5 This call also resonates with CMS voices that have previously pointed out that “the construction of markets requires […] activities that embed exchange in a specific context (e.g. relate product design to usage context)” (Araujo Citation2007, 223, emphasis added).

6 A few studies (e.g. Stigzelius et al. Citation2018) have begun answering these questions, demonstrating their relevance and value.

7 This question echoes Mason, Kjellberg, and Hagberg’s (Citation2015, 11) suggestion that “future research on the performativity of marketing might also explore how social values [such as those found in mythologies, discourses, ideologies, etc.] can become foregrounded in the production, representation, materialisation and circulation of market knowledge.”

8 Previous studies have looked into the ebb and flow of management fashions (Abrahamson Citation1996) and the social processes leading to conformity around dominant marketing ideas (Marion Citation2010). But these studies only say little of the importance of the ideological and mythological context of marketing knowledge for understanding how that knowledge develops and comes to impact on markets.

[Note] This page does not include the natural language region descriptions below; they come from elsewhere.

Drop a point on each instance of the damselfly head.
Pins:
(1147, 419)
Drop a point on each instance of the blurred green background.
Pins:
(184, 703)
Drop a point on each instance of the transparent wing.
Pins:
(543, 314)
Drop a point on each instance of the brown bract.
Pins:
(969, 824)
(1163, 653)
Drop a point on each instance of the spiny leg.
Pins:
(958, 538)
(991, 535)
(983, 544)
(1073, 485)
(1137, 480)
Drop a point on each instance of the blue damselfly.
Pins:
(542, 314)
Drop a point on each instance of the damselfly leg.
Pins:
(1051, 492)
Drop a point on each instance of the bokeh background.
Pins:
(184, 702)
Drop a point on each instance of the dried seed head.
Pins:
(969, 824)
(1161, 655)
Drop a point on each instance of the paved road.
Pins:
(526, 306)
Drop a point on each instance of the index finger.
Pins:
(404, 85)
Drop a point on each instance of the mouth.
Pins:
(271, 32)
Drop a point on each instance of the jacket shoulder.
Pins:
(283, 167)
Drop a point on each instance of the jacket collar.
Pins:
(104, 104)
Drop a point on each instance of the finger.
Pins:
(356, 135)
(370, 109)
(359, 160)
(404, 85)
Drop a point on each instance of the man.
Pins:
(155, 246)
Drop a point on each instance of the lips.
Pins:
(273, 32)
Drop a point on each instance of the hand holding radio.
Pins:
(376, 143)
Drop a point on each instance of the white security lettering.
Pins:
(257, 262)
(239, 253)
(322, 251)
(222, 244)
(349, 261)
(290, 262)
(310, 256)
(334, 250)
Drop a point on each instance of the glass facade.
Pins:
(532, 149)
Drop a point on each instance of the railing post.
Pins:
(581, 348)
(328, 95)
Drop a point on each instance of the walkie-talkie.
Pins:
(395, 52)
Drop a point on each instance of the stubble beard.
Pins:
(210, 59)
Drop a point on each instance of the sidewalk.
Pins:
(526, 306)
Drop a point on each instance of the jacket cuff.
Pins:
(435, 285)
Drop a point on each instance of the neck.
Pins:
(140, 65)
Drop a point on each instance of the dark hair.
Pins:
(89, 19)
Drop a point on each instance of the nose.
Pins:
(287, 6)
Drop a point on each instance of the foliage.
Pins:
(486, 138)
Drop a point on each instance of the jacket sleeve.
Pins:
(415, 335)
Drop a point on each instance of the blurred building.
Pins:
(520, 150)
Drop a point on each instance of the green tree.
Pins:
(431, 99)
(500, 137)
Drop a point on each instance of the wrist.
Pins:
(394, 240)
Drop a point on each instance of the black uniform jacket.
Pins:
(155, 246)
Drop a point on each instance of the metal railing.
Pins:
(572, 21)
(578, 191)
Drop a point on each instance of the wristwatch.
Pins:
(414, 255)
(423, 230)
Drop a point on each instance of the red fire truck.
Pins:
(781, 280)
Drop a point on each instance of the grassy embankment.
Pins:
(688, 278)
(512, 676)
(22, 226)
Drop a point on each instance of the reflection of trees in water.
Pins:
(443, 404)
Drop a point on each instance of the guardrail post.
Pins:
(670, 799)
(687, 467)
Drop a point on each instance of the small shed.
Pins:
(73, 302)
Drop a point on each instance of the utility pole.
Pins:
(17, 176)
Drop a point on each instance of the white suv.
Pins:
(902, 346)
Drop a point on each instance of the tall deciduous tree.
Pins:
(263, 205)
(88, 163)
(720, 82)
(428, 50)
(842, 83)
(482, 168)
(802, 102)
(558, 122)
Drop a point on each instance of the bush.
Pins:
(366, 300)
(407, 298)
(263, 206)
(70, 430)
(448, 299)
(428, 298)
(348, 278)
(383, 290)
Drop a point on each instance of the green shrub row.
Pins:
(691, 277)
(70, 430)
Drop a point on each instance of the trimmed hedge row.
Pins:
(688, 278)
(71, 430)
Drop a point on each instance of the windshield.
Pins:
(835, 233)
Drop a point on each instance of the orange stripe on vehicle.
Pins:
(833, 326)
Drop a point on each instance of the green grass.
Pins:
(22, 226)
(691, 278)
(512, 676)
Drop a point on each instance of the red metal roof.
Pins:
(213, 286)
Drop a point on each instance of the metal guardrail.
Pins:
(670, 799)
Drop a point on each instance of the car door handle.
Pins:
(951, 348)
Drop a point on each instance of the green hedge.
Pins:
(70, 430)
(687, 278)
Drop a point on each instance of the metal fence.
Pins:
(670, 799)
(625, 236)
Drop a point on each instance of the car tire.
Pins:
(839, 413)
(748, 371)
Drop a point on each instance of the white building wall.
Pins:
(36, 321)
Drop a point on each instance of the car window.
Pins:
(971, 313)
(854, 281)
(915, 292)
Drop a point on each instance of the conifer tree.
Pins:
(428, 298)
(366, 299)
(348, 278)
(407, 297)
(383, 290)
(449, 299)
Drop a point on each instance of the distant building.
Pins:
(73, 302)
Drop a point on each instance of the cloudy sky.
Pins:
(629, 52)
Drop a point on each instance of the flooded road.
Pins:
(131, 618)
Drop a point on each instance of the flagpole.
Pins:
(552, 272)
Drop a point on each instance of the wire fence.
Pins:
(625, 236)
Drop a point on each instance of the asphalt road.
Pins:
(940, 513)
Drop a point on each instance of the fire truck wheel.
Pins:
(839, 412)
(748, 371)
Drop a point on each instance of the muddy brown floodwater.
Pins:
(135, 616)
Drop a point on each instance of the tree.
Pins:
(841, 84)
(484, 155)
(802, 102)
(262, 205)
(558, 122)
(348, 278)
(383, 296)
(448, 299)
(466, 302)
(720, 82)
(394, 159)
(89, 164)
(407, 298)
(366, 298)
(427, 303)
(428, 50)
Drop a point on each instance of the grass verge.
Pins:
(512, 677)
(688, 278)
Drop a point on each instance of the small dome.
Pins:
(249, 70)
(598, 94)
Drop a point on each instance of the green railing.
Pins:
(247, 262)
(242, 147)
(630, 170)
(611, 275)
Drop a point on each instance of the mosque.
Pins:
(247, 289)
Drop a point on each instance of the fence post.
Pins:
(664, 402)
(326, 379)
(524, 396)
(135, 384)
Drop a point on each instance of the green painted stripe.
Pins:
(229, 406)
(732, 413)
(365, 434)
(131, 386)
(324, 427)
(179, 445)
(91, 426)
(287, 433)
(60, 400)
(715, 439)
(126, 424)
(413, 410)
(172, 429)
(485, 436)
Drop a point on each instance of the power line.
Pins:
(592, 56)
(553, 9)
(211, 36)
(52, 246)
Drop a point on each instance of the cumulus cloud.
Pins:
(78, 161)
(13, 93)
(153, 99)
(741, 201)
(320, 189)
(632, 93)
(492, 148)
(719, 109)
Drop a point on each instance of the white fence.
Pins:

9 Foucault (Citation1982, 781) writes: “There are two meanings of the word ‘subject’: subject to someone else by control and dependence; and tied to his own identity by a conscience or self-knowledge.”

10 Note, however, that this does not imply that CMS scholars conceive of humans and objects as being ontologically identical. Instead, they hold that

[b]eings engaged in action fall within ‘differentiated ontologies’; they evidence different properties, and these properties are what make the action possible as a composition of differentiated and distributed capabilities (intelligence, will, beliefs on the human side; force, durability, materiality on the object side. (Cochoy and Mallard Citation2018, 389)

11 For a similar argument on the agency of consumers in MSD, see Stigzelius (Citation2018).

12 Following Latour (Citation2003), Andersson, Aspenberg, and Kjellberg (Citation2008, 74) define actants as “whatever acts in a practical situation,” which may include both humans and non-humans.

13 The term “agencing” appears particularly vulnerable to this critique, as it is often unclear who or what actually agences. Indeed, the verb is most often used in the passive verb (e.g. shopping bags or consumers “being agenced”) or in gerund (e.g. “agencing” markets), denoting a process whose instigator remains vague.

14 Araujo (Citation2007, 221–222) provides an interesting answer to this question, suggesting to explore the unequal distribution of calculative agencies.